Sometimes at night Jules composed letters to Ash and Ethan and Jonah and Cathy and even to Goodman. The letters to Goodman, she realized, were highly flirtatious. When you wrote flirtatiously, you did not say what you felt; you did not write,
“Oh, Goodman, I know you’re not entirely nice, and in fact you’re sort of a dick, but despite everything, you are my heart’s desire.”
Instead, you wrote,
“Hey, it’s Jacobson here. Your sister says I should come to the city, but I hear it’s a SLUM.”
How different this was, she thought, from the way Ethan had been with her. Ethan had said exactly what he felt; he hadn’t tried to hide any of it. He had presented himself before her, letting her know that he was offering himself up, and did she want him? And when she’d said no, he hadn’t pretended that this wasn’t what he’d meant at all; he’d simply said, let’s try again. So they had tried. And though at the end of the failed experiment there were no hard feelings, he’d finally admitted he would always be a little wounded by her rejection. “Just a tiny amount,” he’d said. “It’ll be like when you see someone who’s had a war injury and now it’s a million years later, but their foot still drags a little. Except in my case, you have to
know
about the injury in the first place in order to see it. But it will last my whole life.”

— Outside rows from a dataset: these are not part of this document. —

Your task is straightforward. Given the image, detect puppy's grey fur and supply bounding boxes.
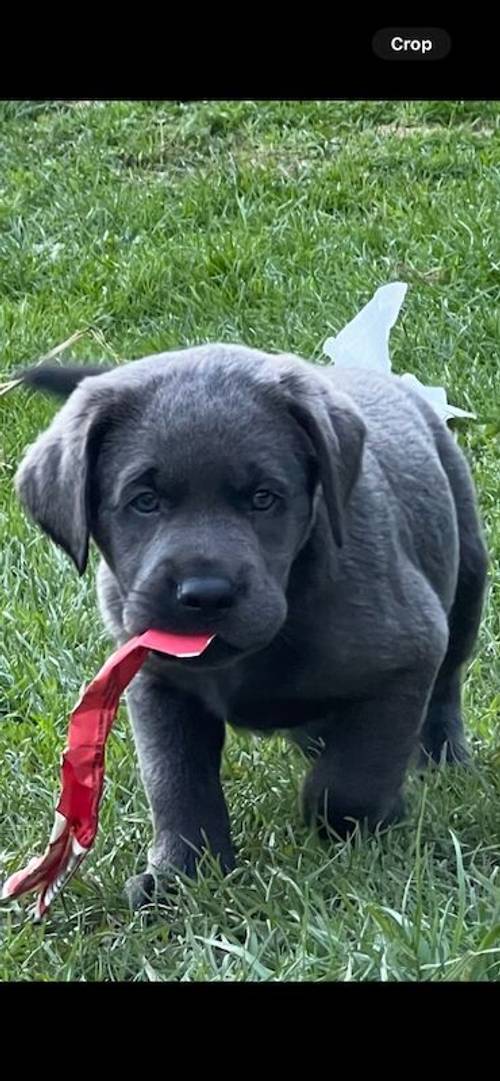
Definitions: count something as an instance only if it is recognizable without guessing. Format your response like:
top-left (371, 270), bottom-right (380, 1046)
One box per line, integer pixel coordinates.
top-left (17, 345), bottom-right (486, 904)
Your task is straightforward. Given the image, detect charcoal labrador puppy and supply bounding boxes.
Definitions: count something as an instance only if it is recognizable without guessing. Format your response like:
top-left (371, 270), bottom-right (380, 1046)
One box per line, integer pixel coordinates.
top-left (17, 345), bottom-right (486, 905)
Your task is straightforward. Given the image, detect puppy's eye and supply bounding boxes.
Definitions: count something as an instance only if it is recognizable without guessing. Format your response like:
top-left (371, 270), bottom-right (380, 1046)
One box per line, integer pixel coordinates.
top-left (130, 492), bottom-right (160, 515)
top-left (252, 488), bottom-right (278, 510)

“That isn’t true,” she said uncertainly.

She wrote Ethan a dutiful letter describing the awfulness of her days in Underhill, and he wrote back at once. His letter was covered with Figland figures. They danced, fished, jumped off buildings, and landed with stars over their heads but otherwise unhurt. They did everything but kiss and have sex. He would not draw those images in a letter to Jules, and because his cartoons often included a depiction of sexual activity, its absence here was notable. But, again, as with a very slight war injury, you had to know about it to see it, or in this case to see that it wasn’t there.

“Dear Jules,” Ethan Figman began, his handwriting thin and tiny and delicate, so different from the thick hand that held the pen.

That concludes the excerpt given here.